Sepuluh

3.5K 734 120
                                    

Luna membuka pintu rumah, ada sekantong plastik sampah di tangannya, dan dia berniat membuangnya ke tempat sampah yang ada di depan rumah. Tapi, baru saja dia membuka pagar, Luna terkejut ketika menemukan Darel yang sedang berdiri menyandar di depan pagar rumahnya. "Darel?"

                Darel menoleh, lalu mengerjap pelan. "Hai, Tante." Sapanya dengan suara datar.

                Luna menghampirinya. "Kamu ngapain di sini?" tanyanya bingung.

Darel tidak mengatakan apa pun, hanya matanya saja yang terus menatap Luna lekat, seperti sedang mencari-cari sesuatu. Dan apa yang Darel lakukan membuat Luna mengerngit heran menatapnya. "Darel?"

                "Maaf." Ucap Darel tiba-tiba.

                "Hm, maaf? Maaf untuk apa, sayang?"

                 "Kemarin Tante Luna nangis gara-gara aku, kan?"

                Luna tertegun seketika. Dia kembali mengingat apa yang terjadi kemarin pagi di rumah bocah kecil itu. Ya, benar, Luna menangis hanya karena sebuah kenangan yang seharusnya tidak lagi harus dia tangisi lagi.

                Tapi saat ini, bukan hal itu yang membuat Luna tertegun, melainkan ucapan maaf Darel padanya. Sejak sering menghabiskan waktu bersama Darel akhir-akhir ini, Luna mulai mengerti bagaimana sikap Darel. Dan meminta maaf bukanlah perkara yang mudah bagi bocah kecil ini. Darel itu sangat keras kepala, selalu merasa benar dan tidak mau mengalah. Tapi sekarang, dia berdiri di depan rumah Luna pagi-pagi begini hanya untuk meminta maaf?

                Luna tidak tahu mengapa, tapi saat ini, hatinya yang sejak kemarin sedang kacau balau, malah terasa menghangat. Luna tersenyum tipis, dia beranjak sebentar untuk membuang plastik sampah di tangannya ke dalam tempat sampah di depan rumah. Kemudian Luna kembali menghampiri Darel. "Udah sarapan belum?" tanyanya yang dijawab Darel dengan gelengan singkat. "sarapan bareng Tante, yuk? Kamu mau sarapan apa? Nanti Tante buatin. Oh iya, karena kamu juga udah mandi, gimana kalau selesai sarapan nanti, kita lanjutin rencana belajar yang tertunda kemarin?"

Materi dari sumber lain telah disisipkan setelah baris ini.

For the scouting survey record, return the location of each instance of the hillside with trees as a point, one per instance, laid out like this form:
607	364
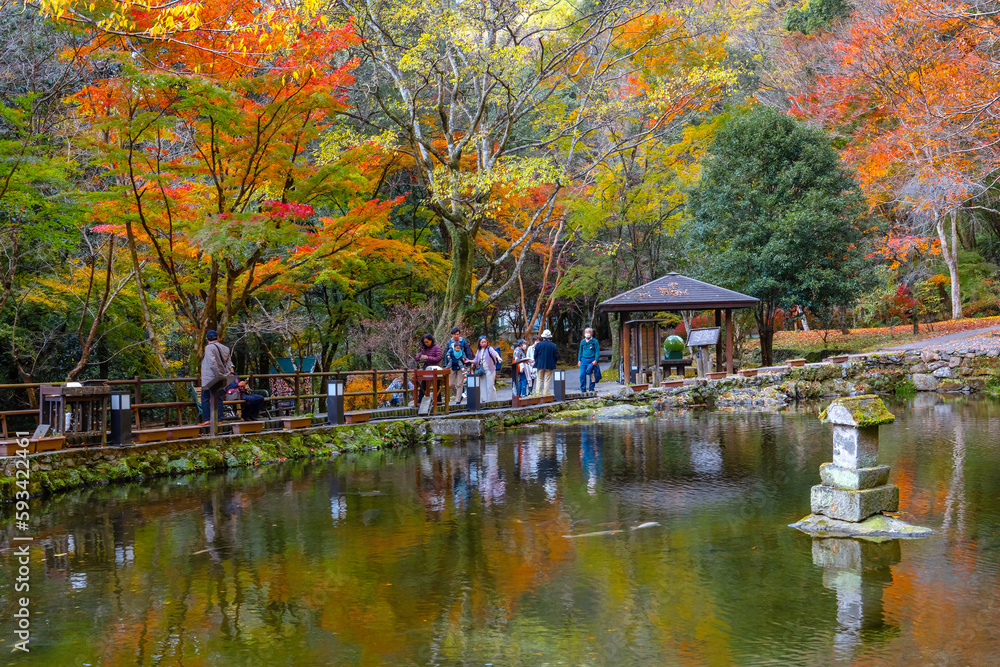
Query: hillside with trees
333	179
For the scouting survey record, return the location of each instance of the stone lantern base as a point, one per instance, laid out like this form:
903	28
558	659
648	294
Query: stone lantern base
877	528
855	489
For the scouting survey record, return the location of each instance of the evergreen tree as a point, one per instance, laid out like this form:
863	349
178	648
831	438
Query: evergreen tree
775	215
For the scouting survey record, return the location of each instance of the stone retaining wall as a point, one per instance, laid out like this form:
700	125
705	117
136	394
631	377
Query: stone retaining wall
882	373
68	468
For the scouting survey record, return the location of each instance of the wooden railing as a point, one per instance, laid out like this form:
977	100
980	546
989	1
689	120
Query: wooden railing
308	395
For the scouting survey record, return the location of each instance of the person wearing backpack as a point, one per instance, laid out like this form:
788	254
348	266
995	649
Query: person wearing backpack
456	337
588	356
546	358
485	365
215	363
455	360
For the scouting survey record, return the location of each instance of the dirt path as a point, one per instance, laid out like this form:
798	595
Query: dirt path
984	339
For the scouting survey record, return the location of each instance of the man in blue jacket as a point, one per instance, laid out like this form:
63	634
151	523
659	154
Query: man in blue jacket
590	352
546	357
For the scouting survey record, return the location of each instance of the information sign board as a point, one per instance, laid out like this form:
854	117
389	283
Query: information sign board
706	336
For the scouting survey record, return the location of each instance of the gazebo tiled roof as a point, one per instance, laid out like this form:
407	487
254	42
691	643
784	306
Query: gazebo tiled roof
676	292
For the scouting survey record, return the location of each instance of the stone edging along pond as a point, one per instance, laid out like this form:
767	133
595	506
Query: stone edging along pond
70	468
885	373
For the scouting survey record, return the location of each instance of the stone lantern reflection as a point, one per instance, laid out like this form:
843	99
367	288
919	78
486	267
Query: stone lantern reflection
858	571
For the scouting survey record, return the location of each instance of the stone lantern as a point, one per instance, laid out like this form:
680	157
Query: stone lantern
855	489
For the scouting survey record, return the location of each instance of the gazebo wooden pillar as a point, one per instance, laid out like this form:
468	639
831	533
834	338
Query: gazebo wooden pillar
729	341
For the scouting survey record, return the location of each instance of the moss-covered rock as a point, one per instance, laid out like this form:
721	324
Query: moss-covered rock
860	411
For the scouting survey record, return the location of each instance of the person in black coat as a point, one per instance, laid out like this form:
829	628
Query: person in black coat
546	357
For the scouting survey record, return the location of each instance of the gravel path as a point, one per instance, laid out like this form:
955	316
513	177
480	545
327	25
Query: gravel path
981	339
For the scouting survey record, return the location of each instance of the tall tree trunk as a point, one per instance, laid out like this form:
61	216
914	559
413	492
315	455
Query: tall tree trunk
950	255
87	344
143	304
765	326
459	287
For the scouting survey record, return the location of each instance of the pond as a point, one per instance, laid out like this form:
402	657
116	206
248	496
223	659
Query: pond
532	546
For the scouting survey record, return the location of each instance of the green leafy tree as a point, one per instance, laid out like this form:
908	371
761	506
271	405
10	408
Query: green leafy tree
816	15
776	215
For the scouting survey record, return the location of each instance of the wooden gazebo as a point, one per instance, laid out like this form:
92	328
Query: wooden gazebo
674	292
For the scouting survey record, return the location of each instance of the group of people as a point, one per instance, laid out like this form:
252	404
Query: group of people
534	365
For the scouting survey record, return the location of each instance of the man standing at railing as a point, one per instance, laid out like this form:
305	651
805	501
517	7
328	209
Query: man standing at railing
546	357
215	363
588	356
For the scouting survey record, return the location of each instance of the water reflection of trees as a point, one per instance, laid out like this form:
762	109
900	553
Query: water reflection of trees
459	553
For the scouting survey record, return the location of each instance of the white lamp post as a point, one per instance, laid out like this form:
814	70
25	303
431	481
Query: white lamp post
335	402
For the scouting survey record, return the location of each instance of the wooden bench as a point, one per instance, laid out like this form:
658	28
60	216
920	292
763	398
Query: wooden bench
10	448
243	428
291	423
50	444
177	405
166	434
675	366
357	417
12	413
522	401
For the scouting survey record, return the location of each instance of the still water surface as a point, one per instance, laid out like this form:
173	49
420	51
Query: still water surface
478	553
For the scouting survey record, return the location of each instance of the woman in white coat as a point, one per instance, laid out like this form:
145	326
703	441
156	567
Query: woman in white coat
487	358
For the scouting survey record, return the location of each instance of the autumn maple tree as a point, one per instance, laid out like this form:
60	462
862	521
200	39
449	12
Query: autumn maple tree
501	98
912	89
206	146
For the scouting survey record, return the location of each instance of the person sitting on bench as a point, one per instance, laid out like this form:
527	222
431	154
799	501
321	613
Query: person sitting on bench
252	403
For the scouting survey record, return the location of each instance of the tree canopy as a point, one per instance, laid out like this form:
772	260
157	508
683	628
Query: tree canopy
781	218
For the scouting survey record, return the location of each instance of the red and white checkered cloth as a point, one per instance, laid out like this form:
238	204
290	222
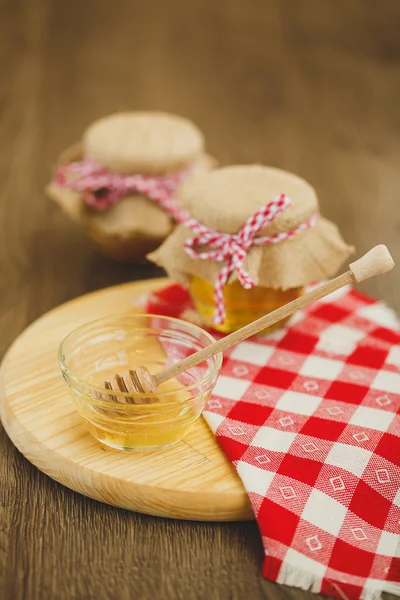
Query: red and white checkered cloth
310	417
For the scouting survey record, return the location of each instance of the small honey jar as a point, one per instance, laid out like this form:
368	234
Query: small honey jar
121	180
252	241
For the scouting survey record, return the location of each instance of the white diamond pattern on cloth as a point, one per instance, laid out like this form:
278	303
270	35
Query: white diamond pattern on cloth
316	447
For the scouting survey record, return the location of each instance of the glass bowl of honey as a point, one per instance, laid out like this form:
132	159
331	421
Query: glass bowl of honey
90	356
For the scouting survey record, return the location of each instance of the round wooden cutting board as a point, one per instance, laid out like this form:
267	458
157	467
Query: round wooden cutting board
192	480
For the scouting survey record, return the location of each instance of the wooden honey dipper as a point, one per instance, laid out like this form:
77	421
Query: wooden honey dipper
376	262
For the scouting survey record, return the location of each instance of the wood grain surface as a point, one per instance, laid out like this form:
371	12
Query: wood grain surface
192	480
310	86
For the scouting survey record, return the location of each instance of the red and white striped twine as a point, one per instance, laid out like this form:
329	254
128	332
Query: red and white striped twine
233	248
101	188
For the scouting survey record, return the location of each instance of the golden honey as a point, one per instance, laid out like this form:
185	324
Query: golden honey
146	426
242	306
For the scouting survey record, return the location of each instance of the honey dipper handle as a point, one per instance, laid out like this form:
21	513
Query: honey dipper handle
375	262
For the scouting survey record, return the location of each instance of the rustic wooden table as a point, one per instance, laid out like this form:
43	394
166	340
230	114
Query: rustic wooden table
310	86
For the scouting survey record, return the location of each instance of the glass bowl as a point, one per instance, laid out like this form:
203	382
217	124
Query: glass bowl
93	353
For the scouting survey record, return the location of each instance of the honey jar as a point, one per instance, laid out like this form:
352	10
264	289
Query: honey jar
252	241
120	181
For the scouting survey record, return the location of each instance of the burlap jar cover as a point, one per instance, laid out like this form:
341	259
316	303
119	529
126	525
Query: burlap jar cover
148	144
225	198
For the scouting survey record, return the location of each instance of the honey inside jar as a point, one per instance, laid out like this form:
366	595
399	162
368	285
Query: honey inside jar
242	306
92	355
161	423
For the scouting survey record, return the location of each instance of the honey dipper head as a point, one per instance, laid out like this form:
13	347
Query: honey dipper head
143	381
139	381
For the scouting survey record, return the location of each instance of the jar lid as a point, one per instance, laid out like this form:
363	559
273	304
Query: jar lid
143	142
225	198
132	215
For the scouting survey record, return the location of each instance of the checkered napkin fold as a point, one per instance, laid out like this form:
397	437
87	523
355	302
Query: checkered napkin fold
310	418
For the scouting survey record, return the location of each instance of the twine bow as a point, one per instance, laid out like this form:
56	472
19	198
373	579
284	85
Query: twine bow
233	248
101	188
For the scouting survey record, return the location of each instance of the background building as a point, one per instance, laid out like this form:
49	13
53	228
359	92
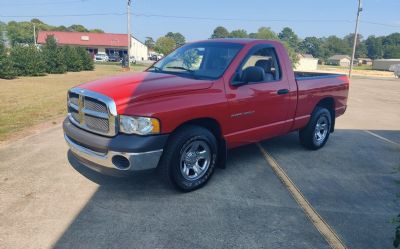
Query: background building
98	42
306	63
339	60
384	64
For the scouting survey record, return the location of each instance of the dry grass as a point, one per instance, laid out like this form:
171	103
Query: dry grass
358	70
27	101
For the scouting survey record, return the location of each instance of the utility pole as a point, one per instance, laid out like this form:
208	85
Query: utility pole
129	31
355	37
34	34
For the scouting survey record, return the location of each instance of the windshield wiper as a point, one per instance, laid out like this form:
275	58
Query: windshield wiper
157	69
182	68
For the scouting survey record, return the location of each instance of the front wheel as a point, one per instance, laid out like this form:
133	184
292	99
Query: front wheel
189	158
315	135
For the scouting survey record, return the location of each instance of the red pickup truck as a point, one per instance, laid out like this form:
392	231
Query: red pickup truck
183	113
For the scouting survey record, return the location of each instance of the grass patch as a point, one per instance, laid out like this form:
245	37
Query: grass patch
28	101
362	67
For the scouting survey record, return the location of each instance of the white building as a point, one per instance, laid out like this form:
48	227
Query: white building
98	42
384	64
306	63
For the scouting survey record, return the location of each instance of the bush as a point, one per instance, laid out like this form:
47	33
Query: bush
6	66
86	59
53	56
28	61
72	59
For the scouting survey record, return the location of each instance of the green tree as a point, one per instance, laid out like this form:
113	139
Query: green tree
165	45
20	32
361	48
177	37
220	32
374	47
86	59
265	33
3	27
53	56
150	43
287	35
391	46
239	33
314	46
28	60
335	45
7	70
72	59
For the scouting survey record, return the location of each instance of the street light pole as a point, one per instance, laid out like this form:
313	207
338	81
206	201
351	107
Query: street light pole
355	37
34	34
129	31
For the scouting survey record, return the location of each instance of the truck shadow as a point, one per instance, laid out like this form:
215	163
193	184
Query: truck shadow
140	211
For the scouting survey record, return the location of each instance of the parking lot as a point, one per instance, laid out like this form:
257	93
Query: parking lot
50	200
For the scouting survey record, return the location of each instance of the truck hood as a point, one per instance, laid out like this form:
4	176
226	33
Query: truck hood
143	86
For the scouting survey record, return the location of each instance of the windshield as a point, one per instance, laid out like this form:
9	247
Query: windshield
198	60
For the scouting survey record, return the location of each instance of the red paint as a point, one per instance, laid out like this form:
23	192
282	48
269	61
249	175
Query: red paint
175	100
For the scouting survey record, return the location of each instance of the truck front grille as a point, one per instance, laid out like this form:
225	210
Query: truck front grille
92	111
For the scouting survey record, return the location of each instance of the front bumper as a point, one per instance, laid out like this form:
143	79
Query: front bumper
122	152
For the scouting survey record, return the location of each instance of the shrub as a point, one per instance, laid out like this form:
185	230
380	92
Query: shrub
72	59
53	56
28	61
86	59
6	66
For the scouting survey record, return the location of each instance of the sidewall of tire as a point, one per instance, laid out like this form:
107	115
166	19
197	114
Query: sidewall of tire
178	142
307	134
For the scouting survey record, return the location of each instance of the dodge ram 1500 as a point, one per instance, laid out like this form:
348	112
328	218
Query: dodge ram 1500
184	112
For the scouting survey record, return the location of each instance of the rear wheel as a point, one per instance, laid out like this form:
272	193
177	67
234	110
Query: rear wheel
190	158
315	135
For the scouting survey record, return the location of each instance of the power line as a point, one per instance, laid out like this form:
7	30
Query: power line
201	18
42	3
66	15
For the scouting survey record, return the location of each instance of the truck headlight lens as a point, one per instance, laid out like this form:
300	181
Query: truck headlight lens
138	125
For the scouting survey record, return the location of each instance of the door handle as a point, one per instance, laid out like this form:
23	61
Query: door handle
283	91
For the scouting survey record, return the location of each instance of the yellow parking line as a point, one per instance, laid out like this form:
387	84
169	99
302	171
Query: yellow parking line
320	224
382	138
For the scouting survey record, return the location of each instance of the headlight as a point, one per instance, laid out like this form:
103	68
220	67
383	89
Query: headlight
138	125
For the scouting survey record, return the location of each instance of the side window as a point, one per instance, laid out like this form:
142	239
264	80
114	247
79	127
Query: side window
190	59
266	59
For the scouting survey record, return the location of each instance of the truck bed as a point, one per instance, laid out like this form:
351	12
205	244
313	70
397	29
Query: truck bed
314	75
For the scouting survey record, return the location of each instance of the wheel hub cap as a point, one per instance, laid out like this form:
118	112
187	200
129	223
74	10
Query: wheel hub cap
195	160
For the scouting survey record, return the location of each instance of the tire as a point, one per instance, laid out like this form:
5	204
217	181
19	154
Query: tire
315	135
189	158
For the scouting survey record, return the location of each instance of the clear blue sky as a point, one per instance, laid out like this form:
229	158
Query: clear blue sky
305	17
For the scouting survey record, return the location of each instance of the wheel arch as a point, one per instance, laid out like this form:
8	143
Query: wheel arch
329	104
215	128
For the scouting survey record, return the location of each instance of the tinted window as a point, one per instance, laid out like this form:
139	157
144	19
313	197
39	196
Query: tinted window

                Darel tidak menanggapi. Dia hanya diam, sementara matanya menatap Luna lekat solah sedang mencari sesuatu.

                "Darel?"

                Darel mengerjap lalu menghela napas samar. "Tapi nanti Tante nggak nangis lagi, kan?"

                Kali ini, Luna yang mengerjap.

                "Aku nggak mau lihat Tante Luna nangis kaya kemarin. Aku nggak suka." Ucap Darel lugas. Dan wajahnya masih saja terlihat datar tanpa ekspresi.

                Namun meski begitu, Luna bisa merasakan sebuah kekhawatiran yang tulus dari ucapan Darel. Sebuah ketulusan dari seorang bocah kecil yang sejak pertama kali bertemu dengannya sudah membuat Luna merasa begitu tertarik pada bocah ini.

Darel seperti memiliki magnet dalam dirinya, membuat Luna senang menghabiskan waktu bersamanya, mendengarkan rutukan kesalnya mengenai seluruh orang yang dia anggap menyebalkan, termasuk Papanya. Mengamati wajah kagumnya setiap kali Luna menceritakan banyak hal yang selama ini belum dia ketahui.

                Pasca bercerai, Luna tidak pernah mau mendekatkan dirinya pada siapa pun selain keluarganya sendiri.

Dia menutup dirinya. Bahkan jika saja bisa, dia ingin tak ada satu orang pun di dunia ini yang menyadari keberadaannya. Karena rasanya itu jauh lebih baik dari pada harus kembali menjadi sosok yang tidak diinginkan.

Mungkin orang-orang akan mengatakannya berlebihan, toh bukan dia satu-satunya manusia di dunia ini yang bercerai. Tapi, percayalah, apa yang Luna alami,  apa yang dia rasakan, bukanlah perkara yang mudah.